CAMERA Prompts NBC Correction on Terror Kites, SJP

Last June, NBC News correctly reported that “hundreds of incendiary kites and explosive balloons have joined rockets, as well as tunnels transporting terrorists, on a list of fears” for Israeli civilians living near the Hamas-ruled Gaza Strip. Those kites and explosive balloons, NBC’s article elaborated, had been responsible at the time for “450 fires that have burned thousands of acres of farmland and nature reserves.” 

NSJP poster with UCLA name

NSJP’s poster depicting UCLA’s name and a bear resembling the school’s mascot. A subsequent version of the poster does not include the school’s name. 

But that information was inexplicably missing from a Nov. 7, 2018 NBC News report about an anti-Israel poster depicting a kite resembling those used to attack the Jewish state. The poster, created by the extremist campus group Students of Justice for Palestine (SJP), advertises a conference organized by National Students for Justice in Palestine, scheduled to be held at UCLA later this month.

NBC covered the controversy over the poster after UCLA lawyers sent SJP a cease and desist letter demanding the group stop using the university’s name and bear mascot without permission, particularly in a way that may imply the schools endorsement of violence. The NBC report, though, misled readers by incorrectly suggesting UCLA was opposed the depiction of a “Palestinian flag,” as opposed to the kite. And NBC inexplicably failed to mention the use of such kites to attack Israel, even though UCLA’s letter explicitly referenced those attacks. 

According to NBC’s original article,

UCLA, a public university, demanded in its letter that the organization not use renditions of the Bruin Bear, its mascot, in association with the Palestinian flag, which some interpret as an endorsement of violence against Israel.

“A review of your website discloses use of the ‘UCLA’ name, and is an attempt to associate NSJP with the mascot of the Bruin Bear in a logo/digital poster for the national conference,” the letter states. “Taken as a whole, theses uses claim, suggest, or imply an affiliation with or an endorsement by UCLA of NSJP and/or its national conference, which is simply incorrect.”

NSJP, which has a student chapter at the school, called UCLA’s commentary on its design a “racist and gross mischaracterization” of the kite.
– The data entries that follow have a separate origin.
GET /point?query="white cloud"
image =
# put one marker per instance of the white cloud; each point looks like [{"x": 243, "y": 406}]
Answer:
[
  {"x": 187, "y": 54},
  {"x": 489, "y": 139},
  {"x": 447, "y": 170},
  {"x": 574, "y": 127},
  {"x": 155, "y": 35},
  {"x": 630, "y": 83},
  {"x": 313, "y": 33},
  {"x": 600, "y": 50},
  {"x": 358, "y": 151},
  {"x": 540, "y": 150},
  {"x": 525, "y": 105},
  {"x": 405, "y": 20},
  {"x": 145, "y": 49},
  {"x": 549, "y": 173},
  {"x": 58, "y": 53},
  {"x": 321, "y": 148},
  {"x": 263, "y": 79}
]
The group said the kite is a symbol of freedom for Palestinians and a common past time for children in Gaza. NSJP also denied using the specific UCLA Bruin Bear in its artwork.

Palestinian incendiary kite

A Palestinian in Gaza prepares an incendiary kite used to attack Israel.
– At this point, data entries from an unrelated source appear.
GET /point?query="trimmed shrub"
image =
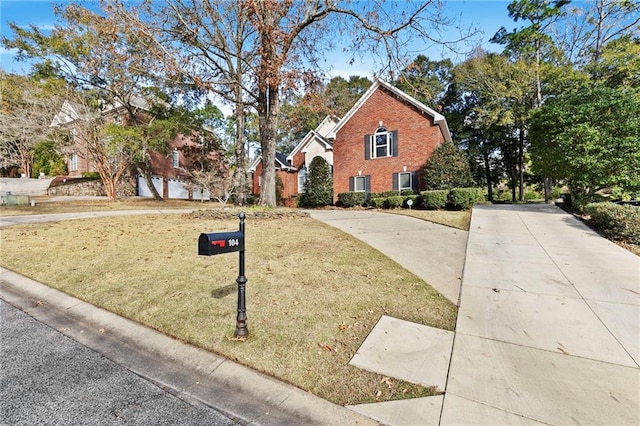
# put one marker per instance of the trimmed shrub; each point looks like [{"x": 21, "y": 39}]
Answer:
[
  {"x": 463, "y": 198},
  {"x": 417, "y": 201},
  {"x": 618, "y": 222},
  {"x": 448, "y": 167},
  {"x": 351, "y": 199},
  {"x": 393, "y": 202},
  {"x": 377, "y": 202},
  {"x": 319, "y": 185},
  {"x": 532, "y": 195},
  {"x": 434, "y": 200}
]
CAMERA’s campus department contacted NBC News to point out that, by failing to mention the use of attack kites and by wrongly suggesting UCLA associated the Palestinian flag with violence, NBC had misinformed readers about what the university actually said, and left readers unable to understand or properly assess NSJP’s allegation the UCLA’s letter was somehow “racist,” and that a kite is nothing more than a “common pastime.”

To its credit, NBC forthrightly corrected the story to make clear it is the depiction of the Palestinian flag kite that led to concerns that the poster endorsed violence, and added the context that explains why the kite is seen that way. “Kites have also been utilized with balloons by Hamas to send incendiary and explosive devices into Israel,” the story now notes. 

The online story is now followed by the following correction: 

CORRECTION (6:55 p.m. ET, Nov. 9, 2018): An earlier version of this article referred incorrectly to UCLA’s issue with the NJSP poster by leaving out the word “kite” after “Palestinian flag.” The school specifically objected to the image of the kite because they have been used by some groups to launch incendiary attacks on Israel.